ワインの重点商品、Chain Store Age 6/15、PI値検証!

   Chain Store Age 、2010年、6/15号へワインのMD特別リポートを寄稿した。ワインについては、以前、3年前になるが、2007年、11/15号で同様にワインのMD特別リポートを寄稿したことがあるが、それ以来の本格的なワインのPOS分析である。特に、前回が3ケ月間、2月から4月までの累計、延べ約6,000万人の客数(レシート枚数)の数字であったが、今回は2009年4月から2010年3月までの丸1年間のPOS分析である。客数も約2億5,000万人という膨大な数をもとにしたPI値分析となった。商品数も5,972品とすごい品数である。

   ワインがこんなに品揃えがあるのかと思われるが、これが日本の代表的な食品スーパーマーケット約100社、約400店舗の丸1年間に販売実績のあったワインの全商品であるので、事実といえよう。したがって、食品スーパーマーケットのワインのバイヤーは、この約6,000品目の中から、売場に約100品から200品を選定する訳であるので、至難の業といえよう。特に、小型食品スーパーマーケットのワイン売場は30品から50品ぐらいが限界といえ、まさに、バイヤーの腕の見せ所といえる。

   今回のChain Store Age、6/15号では、この膨大なワインを2つの軸をもとにPOS分析を行い、この中から、食品スーパーマーケットが品揃えすべき重点商品を選定してみた。2つの軸とは、本文でも解説したが、バイヤーの目(客数PI値)と顧客の目(金額PI扱店)である。また、POSデータの提供はTOPNAVI-NETである。特に、TOPNAVI-NETは金額PI値の総店と扱店が算出され、そこから客数PI値も逆算できるので、実務的なPOS分析に踏み込むことができ、便利である。

   本文でも解説したが、バイヤーの目(客数PI値)とは、ワインの導入店舗の客数/全店舗の客数であり、この数値を見ることにより、全体顧客のどのくらいの割合を対象とした結果のワインであるかがわかる。実際の数字を見るとびっくりするが、5%以上の客数PI値の商品が約6,000品の中でわずか111品しかなく、いかに、ワインの品揃えが各店大きくばらついているかがわかる。

   一方、顧客の目(金額PI扱店)であるが、これは、ワインの売上金額/そのワインの導入店舗のみの客数であり、まさに、顧客のワインの金額支持率がみれる。これに対応する指標が金額PI総店であるが、これはワインの売上金額/全店舗の客数であり、そのワインを導入していない店舗も、導入している店舗もすべて含まれるため、顧客の支持率が少しボケてしまう数字である。したがって、金額PI扱店の方が顧客の支持を強く表している指標であるといえ、重点商品の選定にはより重要な指標となる。

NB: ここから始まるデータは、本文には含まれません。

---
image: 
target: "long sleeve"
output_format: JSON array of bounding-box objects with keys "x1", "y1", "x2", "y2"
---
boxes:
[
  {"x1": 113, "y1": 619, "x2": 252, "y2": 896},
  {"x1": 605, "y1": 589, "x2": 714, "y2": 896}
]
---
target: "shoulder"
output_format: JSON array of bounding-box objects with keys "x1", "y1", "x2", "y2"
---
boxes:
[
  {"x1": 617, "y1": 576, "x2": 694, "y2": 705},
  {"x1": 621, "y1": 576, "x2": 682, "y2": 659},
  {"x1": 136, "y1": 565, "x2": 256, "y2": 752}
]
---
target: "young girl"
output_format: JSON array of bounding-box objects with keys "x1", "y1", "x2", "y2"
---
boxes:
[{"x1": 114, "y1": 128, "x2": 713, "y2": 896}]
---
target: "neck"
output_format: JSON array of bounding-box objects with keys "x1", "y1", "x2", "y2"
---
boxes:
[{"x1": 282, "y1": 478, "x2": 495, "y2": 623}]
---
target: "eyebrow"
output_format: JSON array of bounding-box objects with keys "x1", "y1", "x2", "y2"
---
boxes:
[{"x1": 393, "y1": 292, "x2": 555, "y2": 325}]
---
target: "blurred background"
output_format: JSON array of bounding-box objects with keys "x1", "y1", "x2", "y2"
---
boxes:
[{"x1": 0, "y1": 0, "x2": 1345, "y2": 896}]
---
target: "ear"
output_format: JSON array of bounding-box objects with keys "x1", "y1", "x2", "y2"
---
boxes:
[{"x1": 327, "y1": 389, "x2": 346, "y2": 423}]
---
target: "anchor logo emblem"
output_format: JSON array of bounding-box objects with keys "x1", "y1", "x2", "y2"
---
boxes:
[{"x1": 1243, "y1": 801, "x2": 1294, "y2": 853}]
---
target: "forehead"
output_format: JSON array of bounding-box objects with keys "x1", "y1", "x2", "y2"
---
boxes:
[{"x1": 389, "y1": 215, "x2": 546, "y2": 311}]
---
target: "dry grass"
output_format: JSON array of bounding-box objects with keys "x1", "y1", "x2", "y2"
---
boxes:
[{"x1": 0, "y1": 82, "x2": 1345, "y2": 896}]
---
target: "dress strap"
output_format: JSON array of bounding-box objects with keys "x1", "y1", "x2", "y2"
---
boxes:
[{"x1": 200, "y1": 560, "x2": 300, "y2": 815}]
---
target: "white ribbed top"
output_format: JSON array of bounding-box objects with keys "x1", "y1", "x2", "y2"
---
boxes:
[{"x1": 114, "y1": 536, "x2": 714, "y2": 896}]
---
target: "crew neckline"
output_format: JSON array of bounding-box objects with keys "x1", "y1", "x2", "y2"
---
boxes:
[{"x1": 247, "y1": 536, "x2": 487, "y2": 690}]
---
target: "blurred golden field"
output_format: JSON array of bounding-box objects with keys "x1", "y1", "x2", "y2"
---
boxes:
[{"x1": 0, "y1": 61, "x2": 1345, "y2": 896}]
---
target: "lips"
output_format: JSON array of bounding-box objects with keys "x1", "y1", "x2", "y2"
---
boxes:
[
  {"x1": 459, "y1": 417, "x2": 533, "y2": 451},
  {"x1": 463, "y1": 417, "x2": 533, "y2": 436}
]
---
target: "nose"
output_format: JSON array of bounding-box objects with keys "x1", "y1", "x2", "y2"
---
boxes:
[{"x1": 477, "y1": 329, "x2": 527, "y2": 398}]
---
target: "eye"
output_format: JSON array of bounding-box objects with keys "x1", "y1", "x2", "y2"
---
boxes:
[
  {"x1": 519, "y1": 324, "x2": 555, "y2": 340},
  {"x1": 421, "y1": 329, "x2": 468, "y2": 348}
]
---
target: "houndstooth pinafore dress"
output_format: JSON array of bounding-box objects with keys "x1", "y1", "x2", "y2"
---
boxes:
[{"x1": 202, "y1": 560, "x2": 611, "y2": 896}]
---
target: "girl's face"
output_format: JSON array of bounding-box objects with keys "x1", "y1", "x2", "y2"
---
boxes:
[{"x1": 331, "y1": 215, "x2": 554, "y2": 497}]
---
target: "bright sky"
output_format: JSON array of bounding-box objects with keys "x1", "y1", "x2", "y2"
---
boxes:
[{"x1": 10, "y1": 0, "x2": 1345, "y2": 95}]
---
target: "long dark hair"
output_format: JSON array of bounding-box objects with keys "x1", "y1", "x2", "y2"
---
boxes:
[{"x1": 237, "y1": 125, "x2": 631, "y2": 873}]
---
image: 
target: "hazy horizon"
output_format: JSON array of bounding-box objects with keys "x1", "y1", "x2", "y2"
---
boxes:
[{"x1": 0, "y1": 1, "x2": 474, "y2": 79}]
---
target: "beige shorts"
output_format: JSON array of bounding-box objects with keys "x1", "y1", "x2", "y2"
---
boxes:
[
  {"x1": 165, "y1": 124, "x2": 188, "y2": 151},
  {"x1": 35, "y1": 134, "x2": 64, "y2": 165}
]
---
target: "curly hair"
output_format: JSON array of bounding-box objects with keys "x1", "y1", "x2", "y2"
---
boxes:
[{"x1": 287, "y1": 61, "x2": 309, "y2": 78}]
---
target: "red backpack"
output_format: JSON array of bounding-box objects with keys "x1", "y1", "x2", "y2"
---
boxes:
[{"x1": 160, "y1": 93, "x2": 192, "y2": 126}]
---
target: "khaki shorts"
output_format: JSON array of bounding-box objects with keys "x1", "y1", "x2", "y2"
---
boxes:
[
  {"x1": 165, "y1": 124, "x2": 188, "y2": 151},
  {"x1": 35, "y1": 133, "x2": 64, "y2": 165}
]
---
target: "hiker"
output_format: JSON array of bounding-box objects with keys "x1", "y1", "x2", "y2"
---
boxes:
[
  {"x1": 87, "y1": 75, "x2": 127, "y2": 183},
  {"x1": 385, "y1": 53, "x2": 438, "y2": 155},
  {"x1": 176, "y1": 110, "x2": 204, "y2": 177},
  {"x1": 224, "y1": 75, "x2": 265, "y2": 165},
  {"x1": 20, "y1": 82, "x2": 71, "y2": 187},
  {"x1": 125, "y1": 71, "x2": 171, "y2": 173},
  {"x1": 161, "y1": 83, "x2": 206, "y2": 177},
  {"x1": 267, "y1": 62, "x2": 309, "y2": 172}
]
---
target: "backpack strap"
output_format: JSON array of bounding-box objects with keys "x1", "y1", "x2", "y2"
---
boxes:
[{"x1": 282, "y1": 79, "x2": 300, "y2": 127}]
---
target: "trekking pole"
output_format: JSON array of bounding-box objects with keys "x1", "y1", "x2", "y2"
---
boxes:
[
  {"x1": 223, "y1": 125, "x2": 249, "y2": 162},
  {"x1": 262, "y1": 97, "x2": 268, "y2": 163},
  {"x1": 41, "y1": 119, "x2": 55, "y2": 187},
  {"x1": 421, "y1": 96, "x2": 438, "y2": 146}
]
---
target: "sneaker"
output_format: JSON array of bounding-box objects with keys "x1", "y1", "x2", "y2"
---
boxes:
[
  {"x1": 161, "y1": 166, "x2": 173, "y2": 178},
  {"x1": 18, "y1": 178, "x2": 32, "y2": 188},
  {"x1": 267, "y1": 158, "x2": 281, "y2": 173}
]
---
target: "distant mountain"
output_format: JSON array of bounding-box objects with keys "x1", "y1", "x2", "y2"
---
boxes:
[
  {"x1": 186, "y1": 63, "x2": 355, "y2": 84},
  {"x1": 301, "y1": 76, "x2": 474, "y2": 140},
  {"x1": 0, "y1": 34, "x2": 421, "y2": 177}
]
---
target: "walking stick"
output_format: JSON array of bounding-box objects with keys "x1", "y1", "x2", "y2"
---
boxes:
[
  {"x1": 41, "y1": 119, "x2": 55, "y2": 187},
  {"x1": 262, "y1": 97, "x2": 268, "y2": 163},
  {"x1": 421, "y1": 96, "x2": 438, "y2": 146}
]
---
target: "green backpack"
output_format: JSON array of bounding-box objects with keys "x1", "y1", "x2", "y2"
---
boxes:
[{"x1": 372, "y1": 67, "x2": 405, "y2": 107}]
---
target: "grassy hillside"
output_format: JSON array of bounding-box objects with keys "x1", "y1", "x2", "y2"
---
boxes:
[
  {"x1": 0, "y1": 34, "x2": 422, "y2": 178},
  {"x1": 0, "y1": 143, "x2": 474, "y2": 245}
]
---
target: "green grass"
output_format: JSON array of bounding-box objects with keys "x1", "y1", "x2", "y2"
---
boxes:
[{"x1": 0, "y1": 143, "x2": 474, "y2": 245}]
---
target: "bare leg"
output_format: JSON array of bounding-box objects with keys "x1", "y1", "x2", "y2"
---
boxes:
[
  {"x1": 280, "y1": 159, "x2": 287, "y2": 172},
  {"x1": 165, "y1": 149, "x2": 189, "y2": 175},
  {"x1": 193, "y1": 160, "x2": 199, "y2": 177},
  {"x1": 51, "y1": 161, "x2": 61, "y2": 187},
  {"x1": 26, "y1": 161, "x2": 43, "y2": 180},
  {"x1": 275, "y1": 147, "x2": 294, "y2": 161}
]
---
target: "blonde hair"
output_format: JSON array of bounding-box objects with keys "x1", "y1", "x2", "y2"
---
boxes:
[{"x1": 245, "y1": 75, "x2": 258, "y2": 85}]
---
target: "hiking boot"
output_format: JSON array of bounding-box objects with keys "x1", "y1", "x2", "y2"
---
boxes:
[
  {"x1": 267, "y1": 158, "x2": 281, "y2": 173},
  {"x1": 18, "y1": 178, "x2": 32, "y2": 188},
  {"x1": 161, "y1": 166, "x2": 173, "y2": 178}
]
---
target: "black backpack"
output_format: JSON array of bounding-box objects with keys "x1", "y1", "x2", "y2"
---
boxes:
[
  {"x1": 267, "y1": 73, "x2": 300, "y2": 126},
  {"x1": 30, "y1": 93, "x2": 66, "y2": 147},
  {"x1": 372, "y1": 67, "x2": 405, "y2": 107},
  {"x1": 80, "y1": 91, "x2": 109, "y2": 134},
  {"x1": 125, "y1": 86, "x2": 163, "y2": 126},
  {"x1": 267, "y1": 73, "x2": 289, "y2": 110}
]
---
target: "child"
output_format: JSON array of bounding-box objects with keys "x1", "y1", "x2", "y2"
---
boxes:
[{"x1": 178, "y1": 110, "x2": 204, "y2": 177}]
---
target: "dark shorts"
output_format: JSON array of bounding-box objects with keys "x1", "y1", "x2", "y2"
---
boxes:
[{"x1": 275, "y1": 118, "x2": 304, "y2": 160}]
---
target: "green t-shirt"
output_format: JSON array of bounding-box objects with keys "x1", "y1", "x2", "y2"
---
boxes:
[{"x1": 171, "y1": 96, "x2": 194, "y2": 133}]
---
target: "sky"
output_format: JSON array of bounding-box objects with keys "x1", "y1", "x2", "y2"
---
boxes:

   ちなみに、これらの指標の関係であるが、金額PI総店=客数PI値×金額PI扱店であり、金額PI総店がまさに総合評価指標、すなわち、結果を表し、客数PI値、金額PI扱店がその原因を表しているといえ、今回のワインの重点商品は、バイヤーの目(客数PI値)と顧客の目(金額PI扱店)で選定し、結果、総合評価に至っているといえる。

   このような考え方でワイン約6,000品目の中から重点商品を選定すると、客数PI値5%以上、金額PI扱店200円以上の珠玉のAランク商品が25品、客数PI値5%以上、金額PI扱店が100円から200円までのBランク商品が62品、そして、客数PI値1%以上5%以下、金額PI扱店200円以上のCランクの商品が99品、合計、重点商品は186品となり、その金額PI総店は全体の49.5%になった。これがまさに、この1年間のワイン6,000品目から選びぬいた食品スーパーマーケットの重点商品といえる。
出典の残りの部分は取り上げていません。